29256.fb2
– Ни за что, – сказал он, – ни за что я его не приму. Ни за что!
Христофор V провел лето довольно сносно. В обществе г-жи де ла Пуль, переодетой матросиком, он совершил морскую прогулку на яхте водоизмещением двести тонн. Он дал на ней завтрак одному президенту республики, одному королю и одному императору и в согласовании с ними обеспечил общий мир на земле. Это вершительство народных судеб нагоняло на него ужасную тоску, но он нашел в каюте г-жи де ла Пуль старенький роман во вкусе белошвеек и прочитал его с захватывающим интересом, подарившим ему на несколько часов восхитительное забвение окружающей действительности. Словом, если не считать мигреней, невралгических болей, ревматизма и отвращения к жизни, он чувствовал себя удовлетворительно. Осень вернула его к прежним пыткам. Он переносил ужасные муки человека, который до пояса как бы обложен льдом, а выше поясницы охвачен пламенем.

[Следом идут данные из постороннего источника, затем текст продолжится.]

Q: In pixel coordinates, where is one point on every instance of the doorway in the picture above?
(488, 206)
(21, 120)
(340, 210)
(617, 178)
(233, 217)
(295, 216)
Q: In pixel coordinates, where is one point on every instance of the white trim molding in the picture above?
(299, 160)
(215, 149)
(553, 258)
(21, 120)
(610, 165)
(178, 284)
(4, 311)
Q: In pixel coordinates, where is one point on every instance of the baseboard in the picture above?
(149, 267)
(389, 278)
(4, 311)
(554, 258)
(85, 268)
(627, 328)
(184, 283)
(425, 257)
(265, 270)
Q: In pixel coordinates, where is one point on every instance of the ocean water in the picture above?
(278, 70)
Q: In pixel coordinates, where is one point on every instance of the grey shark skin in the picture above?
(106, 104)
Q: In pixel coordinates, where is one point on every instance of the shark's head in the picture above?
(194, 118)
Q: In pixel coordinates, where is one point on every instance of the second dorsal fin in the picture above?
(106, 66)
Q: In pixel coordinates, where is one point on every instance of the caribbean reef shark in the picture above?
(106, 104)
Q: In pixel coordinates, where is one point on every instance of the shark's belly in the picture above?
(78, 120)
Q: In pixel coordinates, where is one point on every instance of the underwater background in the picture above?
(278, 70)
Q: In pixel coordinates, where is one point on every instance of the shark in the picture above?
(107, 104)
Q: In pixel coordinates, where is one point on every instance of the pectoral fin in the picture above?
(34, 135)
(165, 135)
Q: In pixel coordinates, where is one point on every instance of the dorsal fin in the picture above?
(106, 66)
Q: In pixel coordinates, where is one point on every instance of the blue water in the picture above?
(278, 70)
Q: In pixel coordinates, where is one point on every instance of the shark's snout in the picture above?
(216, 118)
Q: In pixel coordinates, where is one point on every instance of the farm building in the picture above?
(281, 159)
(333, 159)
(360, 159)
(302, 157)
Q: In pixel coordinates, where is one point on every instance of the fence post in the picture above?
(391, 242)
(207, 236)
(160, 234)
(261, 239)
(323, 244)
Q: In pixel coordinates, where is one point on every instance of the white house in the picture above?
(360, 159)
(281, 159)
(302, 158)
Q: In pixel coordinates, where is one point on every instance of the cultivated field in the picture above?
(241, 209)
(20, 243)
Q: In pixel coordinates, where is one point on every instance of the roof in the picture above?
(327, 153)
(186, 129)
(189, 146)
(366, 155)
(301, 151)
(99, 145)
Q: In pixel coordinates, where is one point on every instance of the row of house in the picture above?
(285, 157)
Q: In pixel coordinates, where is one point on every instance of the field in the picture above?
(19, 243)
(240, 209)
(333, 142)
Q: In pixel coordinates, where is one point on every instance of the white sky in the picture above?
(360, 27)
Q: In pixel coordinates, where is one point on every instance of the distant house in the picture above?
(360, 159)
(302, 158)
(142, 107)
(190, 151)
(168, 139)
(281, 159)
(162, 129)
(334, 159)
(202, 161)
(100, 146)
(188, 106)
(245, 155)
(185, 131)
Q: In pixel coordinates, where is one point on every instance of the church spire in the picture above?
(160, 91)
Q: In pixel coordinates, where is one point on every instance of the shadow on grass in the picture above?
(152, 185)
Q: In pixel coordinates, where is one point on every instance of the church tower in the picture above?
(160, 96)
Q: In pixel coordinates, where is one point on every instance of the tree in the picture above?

Но еще больший ужас и еще более дикий страх внушали ему совершенно необъяснимые ощущения и неописуемые состояния. От некоторых из них, говорил он, волосы дыбом встают у него на голове. Его терзало малокровие, слабость его возрастала с каждым днем, но страдания его не ослабевали.
– Сен-Сильвен, – сказал он однажды утром после скверно проведенной ночи, – вы несколько раз говорили мне о докторе Родриго. Распорядитесь, чтобы его вызвали.
Доктор Родриго в это время значился на мысе Доброй Надежды, в Мельбурне и Санкт-Петербурге. Тотчас же были посланы в этих направлениях каблограммы и радиограммы. Не прошло и недели, как король уже настойчиво требовал доктора Родриго. В последующие дни он поминутно справлялся: «Когда же наконец приедет доктор Родриго?» Королю почтительно докладывали, что его величество не такой пациент, которым можно пренебречь, и что Родриго путешествует с невероятной быстротой. Но ничего не могло успокоить нетерпеливого больного.
– Он не приедет, – вздыхал король. – Вот увидите, он не приедет!
Телеграмма из Генуи известила, что Родриго занял каюту на пароходе «Пруссия». Три дня спустя всемирно знаменитый доктор, предварительно нанеся своим коллегам Сомону и Машелье нагло-снисходительные визиты, явился во дворец.
Он был моложе и красивее доктора Сомона, с осанкой более гордой и благородной. Из уважения к природе, которой он во всем следовал, он носил длинные волосы и бороду и походил на тех древних философов, которых Греция увековечила в мраморных изваяниях.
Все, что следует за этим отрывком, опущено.